Leptogenesis (physics)

The leptogenesis ( Fukugita - Yanagida scenario also ) is a theory for the dynamic creation of the baryon asymmetry in the early universe, which was proposed by the Japanese physicists M. Fukugita and T. Yanagida 1986.

It is a special model of baryogenesis, but is not a direct generation of the asymmetry between baryons and antibaryons from. Instead, the asymmetry is here initially between leptons and antileptons generated ( Leptonenasymmetrie ). Usually, results in an additional right-handed neutrinos, which have a very large mass and a singlet of the gauge group of the electroweak interaction form (normal neutrinos are left-handed and have a very small mass ). The decay of these additional neutrinos into leptons and Higgs bosons violates the CP symmetry, and therefore you get different numbers of leptons and antileptons.
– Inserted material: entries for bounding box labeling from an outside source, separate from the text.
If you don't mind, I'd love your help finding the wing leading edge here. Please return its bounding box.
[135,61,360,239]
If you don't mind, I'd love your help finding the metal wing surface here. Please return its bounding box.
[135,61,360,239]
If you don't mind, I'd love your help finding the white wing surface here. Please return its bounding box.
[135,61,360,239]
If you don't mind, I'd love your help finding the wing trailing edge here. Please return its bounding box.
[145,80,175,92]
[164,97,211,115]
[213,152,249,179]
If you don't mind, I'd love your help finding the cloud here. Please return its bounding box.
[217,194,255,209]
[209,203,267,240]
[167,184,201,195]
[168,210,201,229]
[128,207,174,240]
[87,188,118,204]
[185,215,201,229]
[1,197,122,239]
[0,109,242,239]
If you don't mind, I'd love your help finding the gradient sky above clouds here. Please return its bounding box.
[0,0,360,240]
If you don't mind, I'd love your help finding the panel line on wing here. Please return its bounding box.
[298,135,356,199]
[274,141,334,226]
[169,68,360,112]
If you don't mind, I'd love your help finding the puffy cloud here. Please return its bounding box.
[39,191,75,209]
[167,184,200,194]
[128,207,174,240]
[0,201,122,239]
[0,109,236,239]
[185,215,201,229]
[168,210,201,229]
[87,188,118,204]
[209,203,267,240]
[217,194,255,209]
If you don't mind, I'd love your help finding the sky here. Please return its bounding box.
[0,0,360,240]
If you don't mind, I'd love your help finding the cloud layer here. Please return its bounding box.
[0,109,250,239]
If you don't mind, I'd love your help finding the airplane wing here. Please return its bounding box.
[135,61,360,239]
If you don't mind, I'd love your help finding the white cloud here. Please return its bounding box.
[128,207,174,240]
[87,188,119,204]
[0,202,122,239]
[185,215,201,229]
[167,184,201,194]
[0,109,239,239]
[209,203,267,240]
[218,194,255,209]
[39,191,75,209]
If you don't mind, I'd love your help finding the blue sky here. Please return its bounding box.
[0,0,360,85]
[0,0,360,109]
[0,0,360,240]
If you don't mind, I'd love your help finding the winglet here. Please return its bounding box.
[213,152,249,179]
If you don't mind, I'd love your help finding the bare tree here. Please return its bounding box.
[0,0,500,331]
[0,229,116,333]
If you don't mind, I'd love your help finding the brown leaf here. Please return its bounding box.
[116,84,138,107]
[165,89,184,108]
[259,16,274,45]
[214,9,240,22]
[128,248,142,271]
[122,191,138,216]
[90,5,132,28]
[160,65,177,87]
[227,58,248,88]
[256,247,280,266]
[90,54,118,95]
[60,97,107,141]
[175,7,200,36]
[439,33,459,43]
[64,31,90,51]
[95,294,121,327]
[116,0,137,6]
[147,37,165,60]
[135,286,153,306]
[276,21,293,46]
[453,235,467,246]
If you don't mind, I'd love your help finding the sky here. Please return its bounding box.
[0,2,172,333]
This asymmetry is then converted by sphaleron processes in the baryon asymmetry.

Extensions

There are now numerous extensions of the initial scenario.

Mid-1990s, for example, discovered by a research group at the University of Dortmund an opportunity to realize the scenario at energies that can be studied in the near future particle accelerators. In the usual scenarios, the leptogenesis at extremely high energies would have to be passed, so that an experimental verification of the model would be nearly impossible. The new scenario, usually referred to as the resonant leptogenesis, assumes that two of the heavy right-handed neutrinos have a mass almost identical, which leads to a resonant peak in the decay width.

Other popular extensions of the Fukugita - Yanagida scenario is the inclusion of supersymmetry (for example in the works of M. Plümacher ), the consideration of thermal effects in the early universe or effects that are associated with the fact that the Leptonasymmetrie not uniform over the three Fermiongenerationen distributed.

Due to the numerous extensions, the leptogenesis has become an extensive and sophisticated theory. Because of the many free and experimentally ( so far) not verifiable parameters, however, it is not possible to clearly say whether one of the many variants is capable of, the measured baryon asymmetry of the universe precisely predict. Therefore, the appeal of the theory is far more in their theoretical beauty, as it combines operations at very high energies, such as prevail shortly after the Big Bang, with physics at low energies, namely the physics of neutrinos. Thus, the same model can also be used for delivering a dynamic explanation of why the neutrinos have a very small, but still nonzero mass.